Posted at 12:18 p.m., Tuesday, May 24, 2005
Stocks mixed as investors take profits
By Michael J. Martinez
Wall Street had eagerly anticipated the minutes from the Fed's May 3 meeting, hoping for a clearer picture of the strength of the economy and the prospects for inflation. In the minutes, the Fed noted a risk of inflation as well as an economic slowdown, but said that those pressures remained in check and that interest rates could be increased slowly.
Recent economic data, however, showed a moderation in prices and inflation risk, as well as increased strength in the economy. But since higher interest rates serve to moderate growth as well as stem inflation, the Fed made the right call, said Lincoln Anderson, chief investment officer at LPL Financial Services.
"The Fed got it right, but for the wrong reasons," Anderson said. "But they should be (raising rates) anyway. The economy seems pretty strong right now, and the Fed is moving on rates at what seems to be a good pace. And that's good for the market."
The Dow Jones industrial average fell 19.88, or 0.19 percent, to 10,503.68.
Broader stock indicators edged higher. The Standard & Poor's 500 index was up 0.21, or 0.02 percent, at 1,194.07, and the Nasdaq composite index gained 4.97, or 0.24 percent, to 2,061.62.
Crude oil futures rose as investors digested mixed signals from OPEC regarding crude production. A barrel of light crude settled at $49.67, up 51 cents, on the New York Mercantile Exchange.
Bonds continued their recent rally, with the yield on the 10-year Treasury note falling to 4.03 percent from 4.07 percent late yesterday. The dollar was mixed against other major currencies, while gold prices fell.
In economic news, the National Association of Realtors reported a 4.5 percent increase in existing home sales, which rose to an annualized rate of 7.18 million homes in April, compared to 6.87 million in March. Analysts had expected a more modest rate of 6.9 million. Home prices rose 15.1 percent year-over-year, raising concerns that the housing market "bubble" may eventually burst as more people are unable to afford homes.
But despite the economic data and the Fed minutes with the accompanying worries over future interest rate hikes the stock market remained surprisingly resilient, analysts said, with even today's bout of profit taking insufficient to cut deeply into the market's gains.
"You're going to see some ups and downs now that we're at these higher levels, but we won't fall too far," said Bill Groenveld, head trader for vFinance Investments. "Any time we fall, you're going to get people who missed out on last week jumping back in to buy at a lower level, and that'll create the support we need to get this market ticking higher through the summer."

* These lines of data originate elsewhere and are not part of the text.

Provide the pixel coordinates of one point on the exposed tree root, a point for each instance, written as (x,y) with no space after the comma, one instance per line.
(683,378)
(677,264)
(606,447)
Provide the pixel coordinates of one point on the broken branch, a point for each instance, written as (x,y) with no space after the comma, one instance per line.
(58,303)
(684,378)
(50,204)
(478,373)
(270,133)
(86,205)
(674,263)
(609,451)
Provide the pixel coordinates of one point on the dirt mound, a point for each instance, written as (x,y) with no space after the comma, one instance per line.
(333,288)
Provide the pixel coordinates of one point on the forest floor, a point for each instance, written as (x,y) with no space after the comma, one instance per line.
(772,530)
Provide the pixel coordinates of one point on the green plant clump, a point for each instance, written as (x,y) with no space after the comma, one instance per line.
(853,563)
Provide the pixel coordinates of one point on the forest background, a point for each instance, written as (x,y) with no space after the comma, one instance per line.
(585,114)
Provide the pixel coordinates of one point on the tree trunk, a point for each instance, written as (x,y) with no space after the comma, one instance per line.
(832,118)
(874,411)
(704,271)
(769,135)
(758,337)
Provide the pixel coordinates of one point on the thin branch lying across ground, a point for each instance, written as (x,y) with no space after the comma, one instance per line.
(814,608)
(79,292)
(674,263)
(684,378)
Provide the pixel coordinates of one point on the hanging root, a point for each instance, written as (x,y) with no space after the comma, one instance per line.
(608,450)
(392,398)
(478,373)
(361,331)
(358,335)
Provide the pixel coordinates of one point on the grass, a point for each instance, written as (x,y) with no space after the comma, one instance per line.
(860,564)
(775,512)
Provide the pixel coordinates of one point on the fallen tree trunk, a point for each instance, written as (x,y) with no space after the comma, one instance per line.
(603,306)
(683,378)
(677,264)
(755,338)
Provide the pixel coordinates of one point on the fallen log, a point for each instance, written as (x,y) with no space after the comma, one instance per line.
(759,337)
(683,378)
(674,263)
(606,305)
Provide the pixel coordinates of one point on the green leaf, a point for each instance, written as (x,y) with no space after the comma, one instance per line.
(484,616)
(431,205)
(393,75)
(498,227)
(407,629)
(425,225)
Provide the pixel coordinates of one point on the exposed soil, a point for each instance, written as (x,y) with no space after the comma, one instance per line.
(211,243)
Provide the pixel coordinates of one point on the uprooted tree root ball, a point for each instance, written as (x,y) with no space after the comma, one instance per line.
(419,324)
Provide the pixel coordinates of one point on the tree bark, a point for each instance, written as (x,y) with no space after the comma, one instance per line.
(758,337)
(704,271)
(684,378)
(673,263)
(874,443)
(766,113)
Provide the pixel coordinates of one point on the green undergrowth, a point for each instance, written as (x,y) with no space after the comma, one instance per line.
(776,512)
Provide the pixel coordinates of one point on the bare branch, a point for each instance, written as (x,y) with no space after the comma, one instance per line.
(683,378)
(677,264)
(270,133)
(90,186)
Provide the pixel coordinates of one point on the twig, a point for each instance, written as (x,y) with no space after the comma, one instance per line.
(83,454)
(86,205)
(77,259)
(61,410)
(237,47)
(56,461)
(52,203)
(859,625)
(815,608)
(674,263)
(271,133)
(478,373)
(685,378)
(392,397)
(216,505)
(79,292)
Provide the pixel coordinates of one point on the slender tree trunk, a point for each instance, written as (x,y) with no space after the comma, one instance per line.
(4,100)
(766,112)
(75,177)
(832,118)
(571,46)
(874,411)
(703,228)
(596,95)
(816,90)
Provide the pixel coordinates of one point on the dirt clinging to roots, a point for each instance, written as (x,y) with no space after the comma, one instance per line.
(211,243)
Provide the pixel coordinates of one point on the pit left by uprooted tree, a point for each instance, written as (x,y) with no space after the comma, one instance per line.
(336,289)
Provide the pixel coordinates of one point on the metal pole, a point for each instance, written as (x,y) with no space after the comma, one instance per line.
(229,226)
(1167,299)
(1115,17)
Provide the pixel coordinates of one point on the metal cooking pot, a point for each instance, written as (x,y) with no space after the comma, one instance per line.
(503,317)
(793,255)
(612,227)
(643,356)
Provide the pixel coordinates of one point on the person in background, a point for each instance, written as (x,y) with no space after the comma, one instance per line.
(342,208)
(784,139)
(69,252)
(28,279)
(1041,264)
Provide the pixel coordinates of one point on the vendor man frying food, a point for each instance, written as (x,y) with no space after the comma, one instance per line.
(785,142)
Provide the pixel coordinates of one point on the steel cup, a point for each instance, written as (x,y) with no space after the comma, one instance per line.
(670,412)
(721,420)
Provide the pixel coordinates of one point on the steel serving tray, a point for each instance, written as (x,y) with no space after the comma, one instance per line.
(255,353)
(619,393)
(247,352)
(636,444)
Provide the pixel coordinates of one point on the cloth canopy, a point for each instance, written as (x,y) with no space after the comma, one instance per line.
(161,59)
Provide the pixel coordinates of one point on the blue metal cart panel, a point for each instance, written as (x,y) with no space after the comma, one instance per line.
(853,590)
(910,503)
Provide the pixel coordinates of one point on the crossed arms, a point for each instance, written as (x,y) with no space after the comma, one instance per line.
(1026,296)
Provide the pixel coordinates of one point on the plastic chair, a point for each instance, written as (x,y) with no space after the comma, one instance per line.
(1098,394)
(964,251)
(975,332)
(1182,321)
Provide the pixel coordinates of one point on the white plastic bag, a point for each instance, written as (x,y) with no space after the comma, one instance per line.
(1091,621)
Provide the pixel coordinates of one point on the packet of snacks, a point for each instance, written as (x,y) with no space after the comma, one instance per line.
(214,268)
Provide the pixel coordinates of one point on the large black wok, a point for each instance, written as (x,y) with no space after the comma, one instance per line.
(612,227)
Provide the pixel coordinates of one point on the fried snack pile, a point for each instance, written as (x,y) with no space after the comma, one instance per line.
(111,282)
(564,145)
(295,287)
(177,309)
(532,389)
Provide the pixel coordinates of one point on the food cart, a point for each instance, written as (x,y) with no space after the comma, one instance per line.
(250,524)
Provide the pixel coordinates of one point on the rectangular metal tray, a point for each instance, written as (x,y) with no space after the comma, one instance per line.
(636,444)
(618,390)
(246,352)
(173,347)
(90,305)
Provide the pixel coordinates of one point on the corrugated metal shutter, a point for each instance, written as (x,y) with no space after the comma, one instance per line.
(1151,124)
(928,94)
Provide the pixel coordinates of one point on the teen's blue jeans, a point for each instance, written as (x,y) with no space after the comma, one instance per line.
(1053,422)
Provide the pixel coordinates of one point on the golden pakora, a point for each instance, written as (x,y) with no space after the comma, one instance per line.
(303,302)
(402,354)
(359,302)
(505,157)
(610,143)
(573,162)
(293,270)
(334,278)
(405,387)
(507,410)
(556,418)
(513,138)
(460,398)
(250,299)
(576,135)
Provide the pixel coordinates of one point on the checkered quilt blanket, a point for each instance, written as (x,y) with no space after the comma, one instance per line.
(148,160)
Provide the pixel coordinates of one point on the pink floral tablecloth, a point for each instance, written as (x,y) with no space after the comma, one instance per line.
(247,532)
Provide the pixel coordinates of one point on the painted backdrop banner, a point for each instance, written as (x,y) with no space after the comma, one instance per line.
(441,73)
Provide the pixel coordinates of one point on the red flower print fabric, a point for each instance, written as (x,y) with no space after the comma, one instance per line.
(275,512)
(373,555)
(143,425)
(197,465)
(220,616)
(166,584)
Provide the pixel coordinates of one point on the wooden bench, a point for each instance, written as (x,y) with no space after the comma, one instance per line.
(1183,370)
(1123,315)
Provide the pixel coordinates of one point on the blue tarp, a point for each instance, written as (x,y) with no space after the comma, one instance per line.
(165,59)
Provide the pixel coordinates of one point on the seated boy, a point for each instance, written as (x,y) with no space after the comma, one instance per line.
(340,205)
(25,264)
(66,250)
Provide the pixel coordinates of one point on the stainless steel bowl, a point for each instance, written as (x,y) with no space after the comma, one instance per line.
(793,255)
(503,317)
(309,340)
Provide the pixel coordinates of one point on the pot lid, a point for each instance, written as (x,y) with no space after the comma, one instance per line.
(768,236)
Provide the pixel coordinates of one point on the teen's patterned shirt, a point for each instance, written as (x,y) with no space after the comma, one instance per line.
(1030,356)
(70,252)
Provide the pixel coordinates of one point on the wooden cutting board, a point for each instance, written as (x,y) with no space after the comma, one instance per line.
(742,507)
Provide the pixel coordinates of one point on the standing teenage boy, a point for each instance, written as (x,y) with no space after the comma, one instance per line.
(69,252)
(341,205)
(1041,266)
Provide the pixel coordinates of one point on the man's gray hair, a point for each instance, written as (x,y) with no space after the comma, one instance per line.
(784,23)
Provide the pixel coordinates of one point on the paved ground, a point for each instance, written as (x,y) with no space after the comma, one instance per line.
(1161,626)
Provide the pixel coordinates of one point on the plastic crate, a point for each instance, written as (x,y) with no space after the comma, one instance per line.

In corporate news, Raytheon Co. gained 12 cents to $39.17 after it won a $3 billion contract from the U.S. Navy to develop radar, weapons and electronics systems for a new class of high-tech destroyers.
Scottish Power PLC rose $1.85 to $34.21 after it agreed to sell Northwest power utility PacifiCorp to a Berkshire Hathaway subsidiary for $9.4 billion in cash, debt and stock. Class A shares of Berkshire Hathaway rose $2,010 to $85,500.
General Motors Corp. slid 90 cents to $31.69 as the Dow component's bonds received another downgrade, this time from Fitch Ratings. The bond rating service said the company's outlook remains negative due to sluggish sport utility vehicle sales and increased truck competition.
Pharmaceutical developer Genentech Inc. said that an experimental treatment for common, age-related eye diseases had strong clinical trial results. The drug was shown to help 95 percent of patients. Genetech gained $2 to $78.60.
Rival Eyetech Pharmaceuticals Inc. plunged 46 percent, or $11.02, to $12.95 as Merrill Lynch & Co. downgraded the company's stock in response to Genentech's announcement. The brokerage said Genentech's drug may have better long-term efficacy than Eyetech's product.
Home products retailer Williams-Sonoma Inc. posted a 22 percent rise in quarterly profits, boosted by strong sales and back orders. The company also beat Wall Street profit expectations by 3 cents per share. Williams-Sonoma was up 15 cents at $37.87.
Declining issues outnumbered advancers by nearly 5 to 4 the New York Stock Exchange, where preliminary consolidated volume came to 1.77 billion shares, compared with 1.68 billion yesterday.
The Russell 2000 index of smaller companies was up 0.08, or 0.01 percent, at 612.95.
Overseas, Japan's Nikkei stock average fell 0.22 percent. In Europe, Britain's FTSE 100 lost 0.15 percent, France's CAC-40 sank 0.4 percent and Germany's DAX index dropped 0.23 percent.